Adieu!
A.
Fermor.
LETTER 87.
To the Earl of ——.
My Lord,
Silleri, March 13.
I generally distrust my own opinion when it differs from your Lordship’s; but in this instance I am most certainly in the right: allow me to say, nothing can be more ill-judged than your Lordship’s design of retiring into a small circle, from that world of which you have so long been one of the most brilliant ornaments. What you say of the disagreableness of age, is by no means applicable to your Lordship; nothing is in this respect so fallible as the parish register. Why should any man retire from society whilst he is capable of contributing to the pleasures of it? Wit, vivacity, good-nature, and politeness, give an eternal youth, as stupidity and moroseness a premature old age. Without a thousandth part of your Lordship’s shining qualities, I think myself much younger than half the boys about me, meerly because I have more good-nature, and a stronger desire of pleasing.
My daughter is much honored by your Lordship’s enquiries: she is Bell Fermor still; but is addressed by a gentleman who is extremely agreable to me, and I believe not less so to her; I however know too well the free spirit of woman, of which she has her full share, to let Bell know I approve her choice; I am even in doubt whether it would not be good policy to seem to dislike the match, in order to secure her consent: there is something very pleasing to a young girl, in opposing the will of her father.

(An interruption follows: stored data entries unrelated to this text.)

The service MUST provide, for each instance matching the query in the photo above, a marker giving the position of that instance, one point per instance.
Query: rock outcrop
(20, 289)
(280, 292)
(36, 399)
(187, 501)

To speak truth, I am a little out of humor with her at present, for having contributed, and I believe entirely from a spirit of opposition to me, to break a match on which I had extremely set my heart; the lady was the niece of my particular friend, and one of the most lovely and deserving women I ever knew: the gentleman very worthy, with an agreable, indeed a very handsome person, and a fortune which with those who know the world, would have compensated for the want of most other advantages.
The fair lady, after an engagement of two years, took a whim that there was no happiness in marriage without being madly in love, and that her passion was not sufficiently romantic; in which piece of folly my rebel encouraged her, and the affair broke off in a manner which has brought on her the imputation of having given way to an idle prepossession in favor of another.
Your Lordship will excuse my talking on a subject very near my heart, though uninteresting to you; I have too often experienced your Lordship’s indulgence to doubt it on this occasion: your good-natured philosophy will tell you, much fewer people talk or write to amuse or inform their friends, than to give way to the feelings of their own hearts, or indulge the governing passion of the moment.
In my next, I will endeavor in the best manner I can, to obey your Lordship’s commands in regard to the political and religious state of Canada: I will make a point of getting the best information possible; what I have yet seen, has been only the surface.